Klie, S., & Nikoloski, Z. (2012). The Choice between MapMan and Gene Ontology for Automated Gene Function Prediction in Plant Science. Frontiers in Genetics, 3, 115. doi:10.3389/fgene.2012.00115.


Zitierlink: http://hdl.handle.net/11858/00-001M-0000-0014-1F5C-6
Zusammenfassung
Since the introduction of the Gene Ontology (GO), the analysis of high-throughput data has become tightly coupled with the use of ontologies to establish associations between knowledge and data in an automated fashion. Ontologies provide a systematic description of knowledge by a controlled vocabulary of defined structure in which ontological concepts are connected by pre-defined relationships. In plant science, MapMan and GO offer two alternatives for ontology-driven analyses.

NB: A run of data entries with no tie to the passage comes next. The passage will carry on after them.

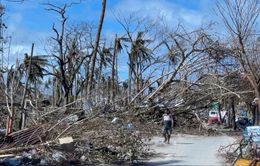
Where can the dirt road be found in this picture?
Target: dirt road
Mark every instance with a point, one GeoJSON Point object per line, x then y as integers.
{"type": "Point", "coordinates": [189, 150]}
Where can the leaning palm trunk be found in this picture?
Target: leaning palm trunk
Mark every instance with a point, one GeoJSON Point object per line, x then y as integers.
{"type": "Point", "coordinates": [23, 117]}
{"type": "Point", "coordinates": [94, 54]}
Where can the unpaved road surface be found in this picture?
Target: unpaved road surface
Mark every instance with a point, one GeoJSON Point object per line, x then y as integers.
{"type": "Point", "coordinates": [189, 150]}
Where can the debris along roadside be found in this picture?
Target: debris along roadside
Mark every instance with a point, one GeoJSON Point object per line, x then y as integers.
{"type": "Point", "coordinates": [245, 150]}
{"type": "Point", "coordinates": [92, 138]}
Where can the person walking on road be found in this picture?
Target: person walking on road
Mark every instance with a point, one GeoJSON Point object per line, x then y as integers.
{"type": "Point", "coordinates": [167, 126]}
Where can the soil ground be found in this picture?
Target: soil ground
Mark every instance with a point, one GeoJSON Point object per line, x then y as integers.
{"type": "Point", "coordinates": [188, 150]}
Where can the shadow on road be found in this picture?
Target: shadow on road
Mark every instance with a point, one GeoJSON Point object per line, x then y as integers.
{"type": "Point", "coordinates": [158, 163]}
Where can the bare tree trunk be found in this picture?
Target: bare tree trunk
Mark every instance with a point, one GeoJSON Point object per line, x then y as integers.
{"type": "Point", "coordinates": [233, 114]}
{"type": "Point", "coordinates": [23, 117]}
{"type": "Point", "coordinates": [113, 74]}
{"type": "Point", "coordinates": [94, 53]}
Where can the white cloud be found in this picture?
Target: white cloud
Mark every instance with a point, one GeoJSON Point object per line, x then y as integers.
{"type": "Point", "coordinates": [172, 13]}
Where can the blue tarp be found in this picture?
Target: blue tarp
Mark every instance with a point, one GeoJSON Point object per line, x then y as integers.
{"type": "Point", "coordinates": [252, 131]}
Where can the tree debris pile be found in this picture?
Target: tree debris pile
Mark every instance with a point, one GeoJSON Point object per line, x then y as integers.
{"type": "Point", "coordinates": [74, 138]}
{"type": "Point", "coordinates": [239, 149]}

Unlike GO, initially developed to characterize microbial systems, MapMan was specifically designed to cover plant-specific pathways and processes. While the dependencies between concepts in MapMan are modeled as a tree, in GO these are captured in a directed acyclic graph. Therefore, the difference in ontologies may cause discrepancies in data reduction, visualization, and hypothesis generation. Here provide the first systematic comparative analysis of GO and MapMan for the case of the model plant species Arabidopsis thaliana (Arabidopsis) with respect to their structural properties and difference in distributions of information content. In addition, we investigate the effect of the two ontologies on the specificity and sensitivity of automated gene function prediction via the coupling of co-expression networks and the guilt-by-association principle. Automated gene function prediction is particularly needed for the model plant Arabidopsis in which only half of genes have been functionally annotated based on sequence similarity to known genes. The results highlight the need for structured representation of species-specific biological knowledge, and warrants caution in the design principles employed in future ontologies.